Unreplaced, the sufferer can become extremely poorly and even die. Even with replacement, patients are prone to problems if they have infections or severe stress. This results in a condition called an Addisonian crisis, which can bring severe vomiting and diarrhoea, dehydration, low blood pressure and loss of consciousness. Left untreated, an Addisonian crisis can be fatal.
I would not recommend diving to anyone with this condition. Diving results in stress, hypothermia and exposure to infections, any of which can result in problems to someone with Addisons Disease.

Diving after deep-vein thrombosis
I am a 41-year-old male and about two years ago had a deep-vein thrombosis (DVT) of my right leg and was treated with injections, followed by warfarin. The doctors have told me I cannot dive, as the thrombosis I have is usually found in old people. Reading a recent article, it seems to me that it is only the warfarin that is stopping me from diving. Is that so

DVTs can occur for many reasons. In younger people they are usually secondary to trauma, inherited clotting problems or problems secondary to immobility.
I am not sure what your doctors mean by a thrombosis found in old people, but I presume that they are talking about poor circulation in the lower legs.
If you have been on warfarin for two years, this is longer than normal and suggests that your doctors are considering long-term medication.
You need to be seen by a doctor interested in diving medicine for an accurate assessment, probably in conjunction with your regular doctors to assess your long-term risk of clotting problems.

Can I give blood and dive
I am a diver and a blood-donor. A friend recently told me that you shouldnt dive for a week after giving blood, or you suffer an increased risk of a bend. Im a bit concerned.
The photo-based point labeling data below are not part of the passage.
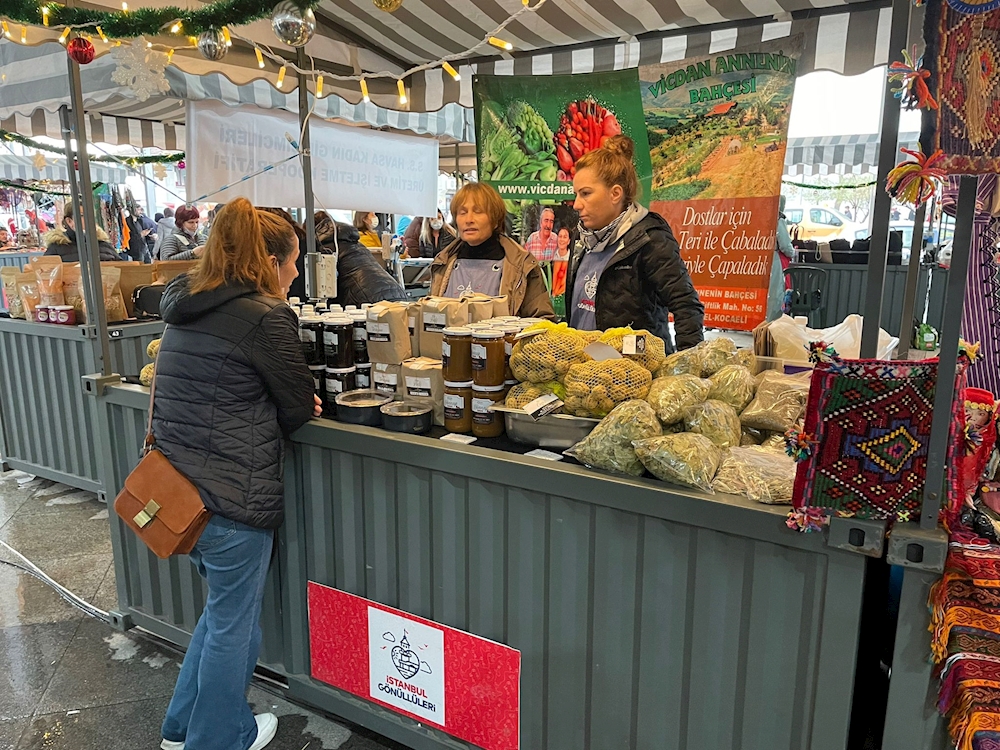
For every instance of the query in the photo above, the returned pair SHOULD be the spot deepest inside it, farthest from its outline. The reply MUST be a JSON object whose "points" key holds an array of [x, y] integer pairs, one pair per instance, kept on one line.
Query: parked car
{"points": [[815, 223]]}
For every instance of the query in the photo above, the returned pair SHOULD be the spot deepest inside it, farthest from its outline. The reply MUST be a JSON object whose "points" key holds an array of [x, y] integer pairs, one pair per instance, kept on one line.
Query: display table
{"points": [[646, 615], [46, 424]]}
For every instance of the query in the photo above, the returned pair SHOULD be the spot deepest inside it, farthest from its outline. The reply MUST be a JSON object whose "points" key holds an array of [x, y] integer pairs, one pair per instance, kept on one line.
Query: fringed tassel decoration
{"points": [[912, 79], [914, 182]]}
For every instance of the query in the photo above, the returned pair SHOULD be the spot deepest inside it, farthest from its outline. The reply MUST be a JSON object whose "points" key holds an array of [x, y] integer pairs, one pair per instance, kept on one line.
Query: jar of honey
{"points": [[487, 423], [456, 354], [487, 353]]}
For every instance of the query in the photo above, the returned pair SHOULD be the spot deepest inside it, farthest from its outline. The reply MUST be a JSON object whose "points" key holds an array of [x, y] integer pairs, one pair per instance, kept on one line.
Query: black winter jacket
{"points": [[231, 383], [645, 280], [360, 276]]}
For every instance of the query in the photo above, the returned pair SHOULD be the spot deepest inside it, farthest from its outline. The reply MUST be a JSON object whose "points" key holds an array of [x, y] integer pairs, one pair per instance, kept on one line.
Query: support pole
{"points": [[306, 159], [912, 279], [878, 251], [954, 301]]}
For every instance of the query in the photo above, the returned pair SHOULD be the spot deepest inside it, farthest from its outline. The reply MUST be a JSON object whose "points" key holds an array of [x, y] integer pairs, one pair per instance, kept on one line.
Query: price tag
{"points": [[542, 406], [455, 438], [547, 455]]}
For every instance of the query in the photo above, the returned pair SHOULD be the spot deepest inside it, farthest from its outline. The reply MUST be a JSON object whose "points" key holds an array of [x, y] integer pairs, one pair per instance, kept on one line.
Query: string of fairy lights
{"points": [[176, 27]]}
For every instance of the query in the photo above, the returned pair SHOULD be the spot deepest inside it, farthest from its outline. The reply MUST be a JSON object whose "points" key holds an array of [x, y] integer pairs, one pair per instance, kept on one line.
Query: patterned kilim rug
{"points": [[965, 621], [870, 421], [962, 55]]}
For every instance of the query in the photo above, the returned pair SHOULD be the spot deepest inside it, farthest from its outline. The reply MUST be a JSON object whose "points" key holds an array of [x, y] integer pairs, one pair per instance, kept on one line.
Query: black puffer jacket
{"points": [[644, 282], [361, 278], [231, 382]]}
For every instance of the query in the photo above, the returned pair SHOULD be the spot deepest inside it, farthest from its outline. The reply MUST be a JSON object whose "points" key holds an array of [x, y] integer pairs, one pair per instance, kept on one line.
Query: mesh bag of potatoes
{"points": [[684, 458], [549, 355], [594, 388], [716, 420], [716, 354], [672, 396], [687, 362], [523, 394], [645, 348], [757, 473], [779, 402], [735, 385], [609, 446]]}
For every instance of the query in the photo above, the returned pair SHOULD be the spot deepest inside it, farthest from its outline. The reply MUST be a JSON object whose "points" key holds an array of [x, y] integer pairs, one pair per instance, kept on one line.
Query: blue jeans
{"points": [[209, 709]]}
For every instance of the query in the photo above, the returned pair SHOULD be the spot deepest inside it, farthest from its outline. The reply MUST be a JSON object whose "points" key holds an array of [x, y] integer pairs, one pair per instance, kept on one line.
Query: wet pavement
{"points": [[71, 681]]}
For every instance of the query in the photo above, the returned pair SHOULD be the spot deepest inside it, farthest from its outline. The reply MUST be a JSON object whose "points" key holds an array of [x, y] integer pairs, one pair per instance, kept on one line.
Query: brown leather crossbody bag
{"points": [[159, 503]]}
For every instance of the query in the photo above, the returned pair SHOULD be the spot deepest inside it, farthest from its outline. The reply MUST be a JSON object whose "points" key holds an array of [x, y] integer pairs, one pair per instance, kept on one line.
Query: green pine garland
{"points": [[146, 21], [132, 161]]}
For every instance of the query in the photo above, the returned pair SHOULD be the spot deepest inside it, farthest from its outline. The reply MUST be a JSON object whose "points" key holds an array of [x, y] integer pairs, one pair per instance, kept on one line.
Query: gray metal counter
{"points": [[46, 424], [647, 616]]}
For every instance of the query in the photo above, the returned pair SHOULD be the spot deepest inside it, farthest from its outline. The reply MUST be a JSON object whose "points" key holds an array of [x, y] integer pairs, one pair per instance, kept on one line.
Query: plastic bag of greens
{"points": [[687, 362], [779, 402], [716, 420], [734, 385], [672, 396], [609, 446], [757, 473], [716, 354], [686, 459]]}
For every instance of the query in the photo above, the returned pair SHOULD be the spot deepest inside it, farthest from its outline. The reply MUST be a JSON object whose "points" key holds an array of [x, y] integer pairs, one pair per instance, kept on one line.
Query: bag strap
{"points": [[147, 444]]}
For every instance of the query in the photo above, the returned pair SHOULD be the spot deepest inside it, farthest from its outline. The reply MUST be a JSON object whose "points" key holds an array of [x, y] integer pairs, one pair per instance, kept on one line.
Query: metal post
{"points": [[306, 159], [878, 251], [912, 278], [954, 301]]}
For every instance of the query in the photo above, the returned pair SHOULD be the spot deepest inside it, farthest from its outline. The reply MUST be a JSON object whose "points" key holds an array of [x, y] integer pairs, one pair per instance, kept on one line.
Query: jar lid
{"points": [[488, 333]]}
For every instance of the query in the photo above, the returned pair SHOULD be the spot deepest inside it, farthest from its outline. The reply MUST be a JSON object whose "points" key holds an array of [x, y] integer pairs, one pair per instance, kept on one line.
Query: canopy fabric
{"points": [[838, 154], [13, 167]]}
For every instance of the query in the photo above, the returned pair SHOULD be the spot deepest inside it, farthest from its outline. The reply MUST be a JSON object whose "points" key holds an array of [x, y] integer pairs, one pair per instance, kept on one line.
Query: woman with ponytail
{"points": [[231, 385], [627, 268]]}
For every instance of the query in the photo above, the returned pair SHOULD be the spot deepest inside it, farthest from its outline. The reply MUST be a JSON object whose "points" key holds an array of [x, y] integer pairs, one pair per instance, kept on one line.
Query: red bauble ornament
{"points": [[81, 50]]}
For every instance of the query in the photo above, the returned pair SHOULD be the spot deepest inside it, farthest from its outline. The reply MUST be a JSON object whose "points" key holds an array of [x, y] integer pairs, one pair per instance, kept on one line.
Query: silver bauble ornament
{"points": [[293, 25], [212, 44]]}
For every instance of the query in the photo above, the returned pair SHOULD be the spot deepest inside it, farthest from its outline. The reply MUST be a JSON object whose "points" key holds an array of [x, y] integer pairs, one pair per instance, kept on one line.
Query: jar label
{"points": [[435, 322], [418, 386], [478, 357], [454, 406]]}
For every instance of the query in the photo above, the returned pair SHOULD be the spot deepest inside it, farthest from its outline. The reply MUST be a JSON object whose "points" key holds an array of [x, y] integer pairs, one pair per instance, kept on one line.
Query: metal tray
{"points": [[553, 431]]}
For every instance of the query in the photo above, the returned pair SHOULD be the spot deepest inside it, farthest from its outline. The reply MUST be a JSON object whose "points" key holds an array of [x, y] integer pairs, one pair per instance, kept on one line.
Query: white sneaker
{"points": [[267, 725]]}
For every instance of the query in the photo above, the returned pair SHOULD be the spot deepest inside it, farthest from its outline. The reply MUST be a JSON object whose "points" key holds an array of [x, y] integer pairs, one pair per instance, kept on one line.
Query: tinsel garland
{"points": [[145, 21], [130, 160]]}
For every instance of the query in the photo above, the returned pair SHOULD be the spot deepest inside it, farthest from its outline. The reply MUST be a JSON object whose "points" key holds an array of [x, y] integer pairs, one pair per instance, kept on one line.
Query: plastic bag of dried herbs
{"points": [[716, 420], [672, 396], [760, 474], [609, 446], [685, 458]]}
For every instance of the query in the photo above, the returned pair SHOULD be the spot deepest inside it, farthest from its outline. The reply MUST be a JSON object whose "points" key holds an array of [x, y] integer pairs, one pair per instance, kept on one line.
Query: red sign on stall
{"points": [[460, 683]]}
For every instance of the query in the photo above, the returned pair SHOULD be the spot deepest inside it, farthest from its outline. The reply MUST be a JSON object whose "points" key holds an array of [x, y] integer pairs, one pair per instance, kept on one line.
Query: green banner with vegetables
{"points": [[531, 130]]}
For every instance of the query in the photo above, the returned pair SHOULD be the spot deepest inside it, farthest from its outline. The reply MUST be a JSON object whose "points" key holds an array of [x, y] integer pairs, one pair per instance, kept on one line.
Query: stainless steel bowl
{"points": [[414, 419], [361, 407], [553, 431]]}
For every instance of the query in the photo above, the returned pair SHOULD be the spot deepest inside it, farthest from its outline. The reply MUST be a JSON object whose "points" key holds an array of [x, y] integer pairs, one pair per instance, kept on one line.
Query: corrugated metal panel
{"points": [[846, 286], [47, 424]]}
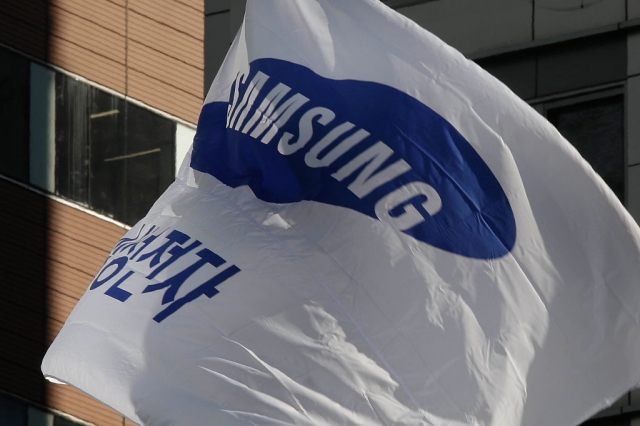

Dont While donating blood reduces blood volume and haemoglobin, there are no significant risks related to diving provided some precautions are taken. The blood volume loss is quickly made up, usually within 24 hours, if the donor drinks plenty of fluids. The red cells take longer, up to several weeks, but as no blood is taken from persons who are already anaemic (this is checked prior to donation), this is not going to cause problems.
My only suggestion would be not to dive within 24 hours of donation, and then to make sure that you are fully hydrated and feeling well, with no dizziness or light-headed feelings. Please continue to give blood - it is a valuable and worthwhile donation that saves many lives.

Back down from dizzy heights
For about six months in 1998 I suffered from vertigo. I was examined by an ENT consultant who found nothing wrong. I have had no dizzy spells since the vertigo disappeared. I have also recently been diagnosed with high cholesterol and prescribed Simvastatin. Can I dive

Occasional bouts of vertigo are not unusual and are often associated with viral infections and colds.
Other bouts occur with neck arthritis or are a result of a condition called benign positional vertigo. Only in rare cases is vertigo caused by more serious conditions such as Menieres Disease or tumours.
As you have been checked out by a specialist, and provided the symptoms have now settled with no permanent disability, I cannot see a problem.
Just be careful at first. Ear congestion and the unusual positions we divers can get ourselves into in water could provoke problems, and it is worth being cautious.
Simvastatin, as far as we are aware, is OK under water. None of these drugs is tested so there are no absolute guarantees, but you would probably be more at risk from long-term high cholesterol.